Honestly I find the live action remakes of animated films Disney's doing to be pretty disgusting and tactless. They're nothing but shameless Nostalgia cash grabs and insults to the Hard working animators that made set originals.

Plus they don't have anywhere near the soul the originals do.

Eagerly Awaiting Animal Crossing for Switch!

RR529

Alita: Battle Angel (theater) - Apparently this was helmed by the same creative team that made Avatar, so my brother (who is a major fan of that film) invited me to go see it with him (in 3D, to boot). Not sure how faithful it is to the source material (though apparently it's a bit of a passion project for James Cameron as a fan of the original, so I'm guessing it followed the manga closer than these things tend to), but just as a movie watching experience it's leagues above any other live action manga/game adaptation I've seen.

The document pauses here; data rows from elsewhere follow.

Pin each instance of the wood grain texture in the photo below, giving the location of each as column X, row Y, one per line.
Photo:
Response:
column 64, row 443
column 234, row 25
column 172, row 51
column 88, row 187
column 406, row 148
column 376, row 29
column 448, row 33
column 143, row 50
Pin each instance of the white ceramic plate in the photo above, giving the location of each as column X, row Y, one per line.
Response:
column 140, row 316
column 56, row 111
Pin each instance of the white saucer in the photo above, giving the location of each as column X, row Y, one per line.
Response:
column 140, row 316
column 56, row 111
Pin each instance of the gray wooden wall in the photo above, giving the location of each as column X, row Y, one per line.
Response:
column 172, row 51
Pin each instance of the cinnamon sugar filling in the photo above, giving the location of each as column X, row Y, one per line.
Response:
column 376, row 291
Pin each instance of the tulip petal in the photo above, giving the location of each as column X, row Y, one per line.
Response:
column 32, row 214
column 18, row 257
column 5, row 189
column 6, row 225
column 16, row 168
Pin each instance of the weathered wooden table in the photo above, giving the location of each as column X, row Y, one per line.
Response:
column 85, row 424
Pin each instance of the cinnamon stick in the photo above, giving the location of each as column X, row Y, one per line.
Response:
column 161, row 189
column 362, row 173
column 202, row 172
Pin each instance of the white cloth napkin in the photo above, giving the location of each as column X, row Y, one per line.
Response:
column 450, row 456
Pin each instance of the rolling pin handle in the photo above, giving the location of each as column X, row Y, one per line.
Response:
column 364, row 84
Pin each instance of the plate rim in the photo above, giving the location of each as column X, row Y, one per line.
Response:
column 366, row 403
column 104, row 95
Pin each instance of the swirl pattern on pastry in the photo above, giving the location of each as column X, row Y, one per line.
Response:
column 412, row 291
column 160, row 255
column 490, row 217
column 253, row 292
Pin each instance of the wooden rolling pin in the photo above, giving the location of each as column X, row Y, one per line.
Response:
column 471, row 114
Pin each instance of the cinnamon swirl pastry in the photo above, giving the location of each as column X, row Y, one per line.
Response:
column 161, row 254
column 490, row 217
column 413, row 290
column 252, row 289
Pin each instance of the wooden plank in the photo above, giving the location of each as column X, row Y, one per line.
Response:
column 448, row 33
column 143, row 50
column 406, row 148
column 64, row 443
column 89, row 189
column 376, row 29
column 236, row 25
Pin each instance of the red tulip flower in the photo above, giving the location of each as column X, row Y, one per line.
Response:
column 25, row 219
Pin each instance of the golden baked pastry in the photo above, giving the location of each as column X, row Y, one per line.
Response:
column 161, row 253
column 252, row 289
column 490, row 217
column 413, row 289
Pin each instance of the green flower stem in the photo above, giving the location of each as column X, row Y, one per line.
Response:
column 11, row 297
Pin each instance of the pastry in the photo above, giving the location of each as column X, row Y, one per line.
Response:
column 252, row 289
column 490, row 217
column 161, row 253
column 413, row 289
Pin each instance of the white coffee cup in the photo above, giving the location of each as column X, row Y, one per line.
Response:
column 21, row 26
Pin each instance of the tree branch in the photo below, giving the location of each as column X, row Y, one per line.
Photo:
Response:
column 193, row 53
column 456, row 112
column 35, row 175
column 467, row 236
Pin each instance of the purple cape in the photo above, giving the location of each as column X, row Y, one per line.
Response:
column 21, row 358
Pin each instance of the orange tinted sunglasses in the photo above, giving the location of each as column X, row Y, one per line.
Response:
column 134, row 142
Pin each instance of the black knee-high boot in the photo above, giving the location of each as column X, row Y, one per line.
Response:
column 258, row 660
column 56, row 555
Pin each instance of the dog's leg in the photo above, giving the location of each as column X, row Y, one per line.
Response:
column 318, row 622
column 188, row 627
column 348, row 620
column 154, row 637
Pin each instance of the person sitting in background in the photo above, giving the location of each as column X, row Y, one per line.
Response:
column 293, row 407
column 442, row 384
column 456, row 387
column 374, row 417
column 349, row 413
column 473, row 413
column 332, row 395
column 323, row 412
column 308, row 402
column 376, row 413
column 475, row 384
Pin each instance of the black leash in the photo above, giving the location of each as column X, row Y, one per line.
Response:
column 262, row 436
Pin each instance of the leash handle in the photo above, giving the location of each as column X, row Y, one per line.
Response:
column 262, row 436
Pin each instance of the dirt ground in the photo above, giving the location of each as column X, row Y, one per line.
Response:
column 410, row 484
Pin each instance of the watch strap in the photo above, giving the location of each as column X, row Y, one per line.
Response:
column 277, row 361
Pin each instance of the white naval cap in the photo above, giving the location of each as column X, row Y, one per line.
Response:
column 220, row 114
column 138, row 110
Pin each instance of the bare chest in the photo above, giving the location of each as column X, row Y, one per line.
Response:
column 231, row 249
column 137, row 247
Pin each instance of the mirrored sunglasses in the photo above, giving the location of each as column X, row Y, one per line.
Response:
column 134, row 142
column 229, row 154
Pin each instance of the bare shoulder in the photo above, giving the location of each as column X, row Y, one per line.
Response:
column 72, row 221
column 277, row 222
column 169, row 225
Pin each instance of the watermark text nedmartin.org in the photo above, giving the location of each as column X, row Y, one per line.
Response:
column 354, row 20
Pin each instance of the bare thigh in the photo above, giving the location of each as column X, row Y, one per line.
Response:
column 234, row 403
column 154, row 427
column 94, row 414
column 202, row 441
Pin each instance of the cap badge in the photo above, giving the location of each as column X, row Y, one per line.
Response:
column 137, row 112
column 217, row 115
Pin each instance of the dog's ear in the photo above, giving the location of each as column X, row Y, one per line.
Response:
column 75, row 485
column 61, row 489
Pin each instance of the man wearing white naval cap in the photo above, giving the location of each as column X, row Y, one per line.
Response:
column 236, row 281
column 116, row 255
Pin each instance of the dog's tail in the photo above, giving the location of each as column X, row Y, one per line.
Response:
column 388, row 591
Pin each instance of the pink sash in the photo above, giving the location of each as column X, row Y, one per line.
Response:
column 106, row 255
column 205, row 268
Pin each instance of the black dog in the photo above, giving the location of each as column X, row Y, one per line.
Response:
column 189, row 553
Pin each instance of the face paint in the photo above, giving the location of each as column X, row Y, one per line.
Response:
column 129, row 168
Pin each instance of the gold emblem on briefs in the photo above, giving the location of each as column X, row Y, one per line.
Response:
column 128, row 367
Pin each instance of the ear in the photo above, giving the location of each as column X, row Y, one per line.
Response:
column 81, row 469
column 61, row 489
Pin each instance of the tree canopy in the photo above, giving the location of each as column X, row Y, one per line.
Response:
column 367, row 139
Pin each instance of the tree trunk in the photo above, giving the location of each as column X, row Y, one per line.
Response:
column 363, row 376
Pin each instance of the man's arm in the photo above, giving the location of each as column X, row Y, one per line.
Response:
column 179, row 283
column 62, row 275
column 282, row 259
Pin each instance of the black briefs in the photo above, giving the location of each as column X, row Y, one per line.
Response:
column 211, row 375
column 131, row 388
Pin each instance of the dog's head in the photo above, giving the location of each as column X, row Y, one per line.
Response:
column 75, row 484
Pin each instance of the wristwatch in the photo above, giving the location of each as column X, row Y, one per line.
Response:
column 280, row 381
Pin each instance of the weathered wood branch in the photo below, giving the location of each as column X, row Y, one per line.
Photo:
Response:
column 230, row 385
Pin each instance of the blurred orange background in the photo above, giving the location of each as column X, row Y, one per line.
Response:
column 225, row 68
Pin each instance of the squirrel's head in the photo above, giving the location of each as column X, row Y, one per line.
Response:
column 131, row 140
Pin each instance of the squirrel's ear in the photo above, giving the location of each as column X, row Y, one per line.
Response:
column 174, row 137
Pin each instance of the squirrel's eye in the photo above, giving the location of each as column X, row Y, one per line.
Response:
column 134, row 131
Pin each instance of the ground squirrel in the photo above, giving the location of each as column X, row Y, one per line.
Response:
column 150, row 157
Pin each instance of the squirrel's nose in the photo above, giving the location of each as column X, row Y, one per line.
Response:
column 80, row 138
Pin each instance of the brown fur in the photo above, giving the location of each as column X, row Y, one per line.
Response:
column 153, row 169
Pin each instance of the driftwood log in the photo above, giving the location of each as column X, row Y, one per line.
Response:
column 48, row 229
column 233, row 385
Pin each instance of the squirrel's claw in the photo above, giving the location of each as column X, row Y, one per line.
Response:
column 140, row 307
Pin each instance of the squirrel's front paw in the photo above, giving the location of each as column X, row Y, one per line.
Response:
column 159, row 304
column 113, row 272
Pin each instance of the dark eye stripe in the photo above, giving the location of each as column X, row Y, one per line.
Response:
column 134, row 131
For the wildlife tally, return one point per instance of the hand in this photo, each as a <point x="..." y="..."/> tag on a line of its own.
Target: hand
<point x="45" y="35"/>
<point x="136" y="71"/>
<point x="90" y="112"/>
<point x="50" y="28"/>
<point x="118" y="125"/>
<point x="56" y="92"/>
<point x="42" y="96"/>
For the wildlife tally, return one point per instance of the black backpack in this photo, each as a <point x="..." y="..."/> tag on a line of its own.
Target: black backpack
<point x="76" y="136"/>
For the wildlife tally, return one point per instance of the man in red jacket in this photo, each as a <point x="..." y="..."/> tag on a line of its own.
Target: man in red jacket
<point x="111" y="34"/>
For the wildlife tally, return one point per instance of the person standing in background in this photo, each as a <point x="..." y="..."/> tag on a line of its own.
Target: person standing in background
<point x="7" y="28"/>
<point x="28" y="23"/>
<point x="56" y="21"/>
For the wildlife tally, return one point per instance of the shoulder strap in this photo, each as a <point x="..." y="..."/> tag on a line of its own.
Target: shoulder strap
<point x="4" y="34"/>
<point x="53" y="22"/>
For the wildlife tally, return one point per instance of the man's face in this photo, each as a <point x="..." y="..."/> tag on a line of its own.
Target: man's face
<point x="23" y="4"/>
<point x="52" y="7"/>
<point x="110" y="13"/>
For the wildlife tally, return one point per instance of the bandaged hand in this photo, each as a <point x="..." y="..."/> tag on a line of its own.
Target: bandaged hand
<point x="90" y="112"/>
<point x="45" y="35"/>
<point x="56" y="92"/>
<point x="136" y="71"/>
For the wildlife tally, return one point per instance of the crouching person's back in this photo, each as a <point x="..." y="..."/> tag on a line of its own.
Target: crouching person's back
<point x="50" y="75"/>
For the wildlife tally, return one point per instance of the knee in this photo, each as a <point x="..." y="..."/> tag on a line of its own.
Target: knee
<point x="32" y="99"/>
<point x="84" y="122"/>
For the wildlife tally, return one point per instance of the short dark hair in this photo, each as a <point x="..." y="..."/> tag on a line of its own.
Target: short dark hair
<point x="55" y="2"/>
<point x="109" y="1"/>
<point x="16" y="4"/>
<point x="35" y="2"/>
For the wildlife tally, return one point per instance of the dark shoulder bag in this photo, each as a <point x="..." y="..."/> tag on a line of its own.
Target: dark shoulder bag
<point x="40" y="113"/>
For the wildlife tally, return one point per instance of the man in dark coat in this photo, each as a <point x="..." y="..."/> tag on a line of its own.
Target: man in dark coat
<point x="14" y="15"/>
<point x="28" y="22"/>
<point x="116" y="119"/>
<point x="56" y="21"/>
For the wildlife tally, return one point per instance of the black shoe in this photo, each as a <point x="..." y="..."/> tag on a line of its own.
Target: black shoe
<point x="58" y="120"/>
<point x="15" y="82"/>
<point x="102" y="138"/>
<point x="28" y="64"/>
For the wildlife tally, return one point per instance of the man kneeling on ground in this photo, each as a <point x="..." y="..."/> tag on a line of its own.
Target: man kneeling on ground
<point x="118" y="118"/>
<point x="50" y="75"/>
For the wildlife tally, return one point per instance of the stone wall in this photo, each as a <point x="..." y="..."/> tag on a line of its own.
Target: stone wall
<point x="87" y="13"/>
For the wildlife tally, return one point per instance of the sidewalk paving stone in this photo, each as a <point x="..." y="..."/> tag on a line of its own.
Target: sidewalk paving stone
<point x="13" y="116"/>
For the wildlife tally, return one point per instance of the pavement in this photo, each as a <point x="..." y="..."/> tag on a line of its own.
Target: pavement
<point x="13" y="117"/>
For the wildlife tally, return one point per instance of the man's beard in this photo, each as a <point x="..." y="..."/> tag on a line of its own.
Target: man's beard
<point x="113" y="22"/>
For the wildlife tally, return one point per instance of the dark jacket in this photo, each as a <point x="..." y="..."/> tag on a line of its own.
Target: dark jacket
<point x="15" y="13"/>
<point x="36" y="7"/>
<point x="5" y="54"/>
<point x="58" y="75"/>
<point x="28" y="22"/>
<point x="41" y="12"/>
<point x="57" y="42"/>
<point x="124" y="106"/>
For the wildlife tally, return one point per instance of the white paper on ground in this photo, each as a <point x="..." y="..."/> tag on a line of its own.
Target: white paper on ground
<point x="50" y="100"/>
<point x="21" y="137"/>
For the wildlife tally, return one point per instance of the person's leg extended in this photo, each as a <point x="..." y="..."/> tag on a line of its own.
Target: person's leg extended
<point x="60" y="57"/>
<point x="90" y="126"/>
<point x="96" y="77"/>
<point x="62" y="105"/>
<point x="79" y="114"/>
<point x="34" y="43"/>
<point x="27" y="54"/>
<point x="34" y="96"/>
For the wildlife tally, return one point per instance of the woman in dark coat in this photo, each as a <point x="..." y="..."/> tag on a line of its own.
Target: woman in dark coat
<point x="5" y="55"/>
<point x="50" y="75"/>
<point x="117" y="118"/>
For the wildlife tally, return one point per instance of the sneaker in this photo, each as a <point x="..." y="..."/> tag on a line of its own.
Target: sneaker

It's absolutely full of awesome cyborg on cyborg combat, with a richly detailed sci-fi world, and I thought the 3D was pretty fantastic. Alita herself is a fully CG character (made to look mostly realistic, just with slightly exaggerated facial features to hit a balance between realism and her original manga appearance) amongst a cast of mostly live-action actors, but it worked for me so much that I never really noticed while watching (maybe it was because she technically isn't human, and/or the handful of other CG cyborgs sprinkled in). My only real issue is that they built up a big bad that she wasn't able to confront by the film's end, setting up for a sequel we may never get due to how well manga adaptations tend to pan out. I know they probably can't fit the entirety of the manga's story into one movie without major pacing issues, but I at least wish they were more subtle about the big bad's presence in a way they could still set up for the sequel, while making the villain she does confront seem more meaningful.

Ant-Man & the Wasp (Netflix) - Not quite as fun as the first film, but still a good watch.